BOGOR, CEKLISSATU - Pembangunan lahan parkir untuk wisata di desa Jambuluwuk RT 03 / RW 01, Kampung Cukangaleuh, Kecamatan Ciawi, Kabupaten Bogor, menuai protes dari warga.
Seperti yang diungkapkan Ketua RT 03 Desa Jambu Luwuk, Deni, yang mengaku kesal kepada pemilik Chevili, karena pengusaha resort dan camp yang sudah membangun lahan parkir di wilayah Desa Jambuluwuk itu, dinilai tidak menghargai keberadaan warga maupun pengurus setempat.
"Saya dan warga tidak dianggap sama sekali oleh pemilik Chevily. Buktinya membangun lahan parkir untuk pengunjung ke Chevily yang ada di wilayah kami saja, pemilik tidak minta izin lingkungan,"katanya, kepada wartawan saat berada di lokasi lahan parkir Chevily, Selasa 10 Mei 2022.
Menurutnya, sikap tidak peduli terhadap warga dan lingkungan, sudah dimulai pada saat melakukan kegiatan pengerukan tanah yang tadinya tebing menjadi rata.
"Walaupun lahan yang diratakan itu miliknya, tapi izin warga atau lingkungan harusnya ada. Ini mulai pertama pengerukan sampai selesainya pembangunan lahan parkir, pemilik Chevily tidak pernah minta izin," jelas Deni.
Deni minta agar Pemerintah Kabupaten (Pemkab) Bogor, menindak tegas pengusaha yang tidak menghargai lingkungan dan melanggar aturan, seperti pemilik Chevily.
"Jangan mentang-mentang pengusaha besar, mulai dari etika hingga aturan pun dilanggar semua. Izin warga atau lingkungan, sudah seharusnya ditempuh pengusaha. Kalau sampai dibiarkan saja, akan banyak lagi di Kabupaten Bogor pengusaha yang tidak patuh terhadap aturan," tegasnya.

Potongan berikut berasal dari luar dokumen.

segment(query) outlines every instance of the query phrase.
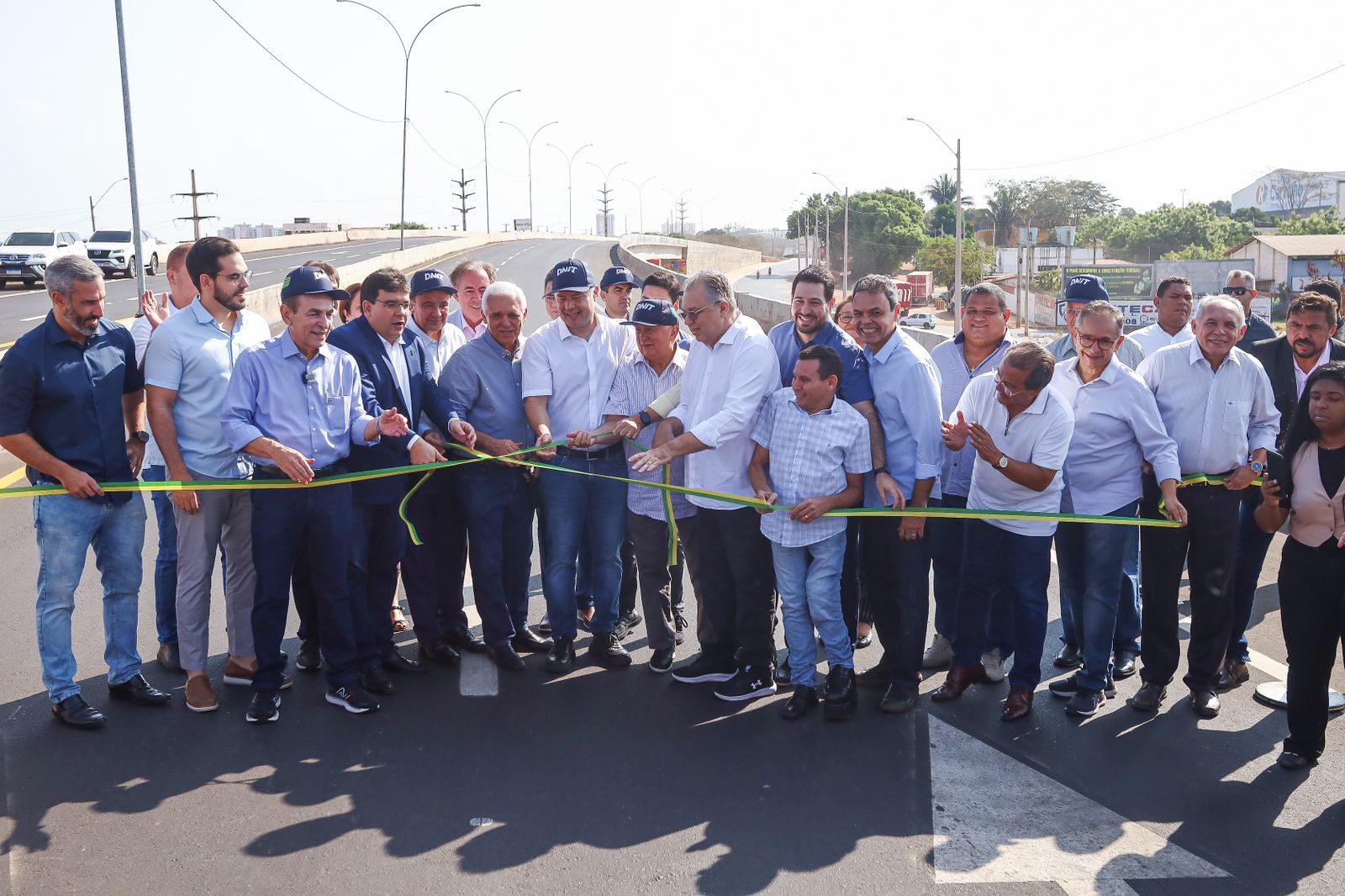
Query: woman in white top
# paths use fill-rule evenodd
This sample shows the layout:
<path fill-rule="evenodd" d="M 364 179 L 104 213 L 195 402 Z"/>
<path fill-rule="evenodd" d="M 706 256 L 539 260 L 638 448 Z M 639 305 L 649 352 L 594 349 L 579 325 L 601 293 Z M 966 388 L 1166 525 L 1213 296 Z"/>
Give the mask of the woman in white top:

Senada dengan RT, Ketua RW 01 Desa Jambu Luwuk, Nurhadi pun menyatakan kekesalan yang sama. Dimana, warga Kampung Cukangaleuh yang lokasinya berada di depan pintu masuk Chevily, hanya mendapatkan dampak negatifnya saja.
Nurhadi juga membenarkan keberadaan lahan parkir milik Chevily yang ada di wilayahnya, belum mengantongi perizinan dari warga atau lingkungan setempat.
"Seperti dua hari setelah lebaran, lahan parkir yang baru selesai dibangun dan sudah dioperasikan, mengakibatkan terjadi kemacetan di Jalan Cibedug Cibedug. Bayangkan saja, saking macetnya dari Gugunung pukul 15.00 WIB, sampai ke rumah sekitar pukul 21.00 WIB," jelasnya.
Untuk itu, Nurhadi bersama warga dan RT, sudah berkomitmen tidak akan begitu saja memberikan izin lingkungan kepada pengusaha Chevily, terkait pembangunan lahan parkir tersebut.
"Saya akan minta surat perjanjian secara tertulis. Jadi bukan hanya sebatas anggaran koordinasi saja, tapi saya juga akan minta agar ada kontribusi per bulan untuk lingkungan dari hasil parkir," paparnya.